I'm using Exim4 with SpamAssassin installed.
I have a problem of internal spam being sent to a large number of mailing lists, coming from a few users which we cannot just educate or block for multiple reasons.
Is there a way to block emails to which an unreasonable amount of messages are sent to the same domain to force these users to BCC?

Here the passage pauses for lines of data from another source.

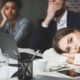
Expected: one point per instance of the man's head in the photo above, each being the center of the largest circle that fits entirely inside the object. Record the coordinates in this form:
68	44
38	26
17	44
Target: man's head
11	8
64	4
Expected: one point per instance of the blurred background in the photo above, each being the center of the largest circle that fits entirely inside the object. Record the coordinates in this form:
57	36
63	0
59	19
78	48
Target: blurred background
36	9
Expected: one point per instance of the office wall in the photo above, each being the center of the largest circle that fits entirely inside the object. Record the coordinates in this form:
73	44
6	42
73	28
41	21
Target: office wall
36	9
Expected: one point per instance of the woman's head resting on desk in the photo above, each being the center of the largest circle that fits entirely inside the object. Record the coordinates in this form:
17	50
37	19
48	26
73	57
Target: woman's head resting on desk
67	40
11	8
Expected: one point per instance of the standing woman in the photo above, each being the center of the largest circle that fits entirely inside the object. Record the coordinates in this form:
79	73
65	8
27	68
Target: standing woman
15	24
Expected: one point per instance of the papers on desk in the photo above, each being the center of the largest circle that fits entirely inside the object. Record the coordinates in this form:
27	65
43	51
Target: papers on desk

Yes, you can do this in SpamAssassin. For example, you can add the following rules to your local.cf file located at /etc/mail/spamassassin/local.cf
header TEN_TOCC_IN_SAME_DOM ToCc =~ /(\@[^,>;]{3,99}[a-z]\b)(?:[^\@.-][^\@]{0,99}\1){10}(?![.-])/
describe TEN_TOCC_IN_SAME_DOM Ten consecutive recipients have the same domain
The above example only catches ten consecutive recipients with the same domain, which must all be in the same header (ToCc means either To xor Cc; it does not merge the headers). If you change the third character class from [^\@]{0,99} to .{0,999} to match any character over a longer period of time, the rule will be good for more than just consecutively listed addresses, but note that this would make the regex far more expensive to compute.
You also have to make sure that SpamAssassin is looking at your internal and outbound mail, which is nonstandard.
Finally, you'll have to score the rule. Please test copiously before you do that. Especially since this is not a spam rule (it will hit more non-spam than spam).
You will not, however, be able to tell users why the message was rejected. An SMTP reject (e.g. from Exim) can have a custom "why this was rejected" prompt, which is highly useful for policing attachment sizes or even informing users that they're sending too much mail (perhaps they are infected). You can configure Exim to run SA at SMTP time (e.g. sa-exim), but then every spam rejection would have the same message to the end user.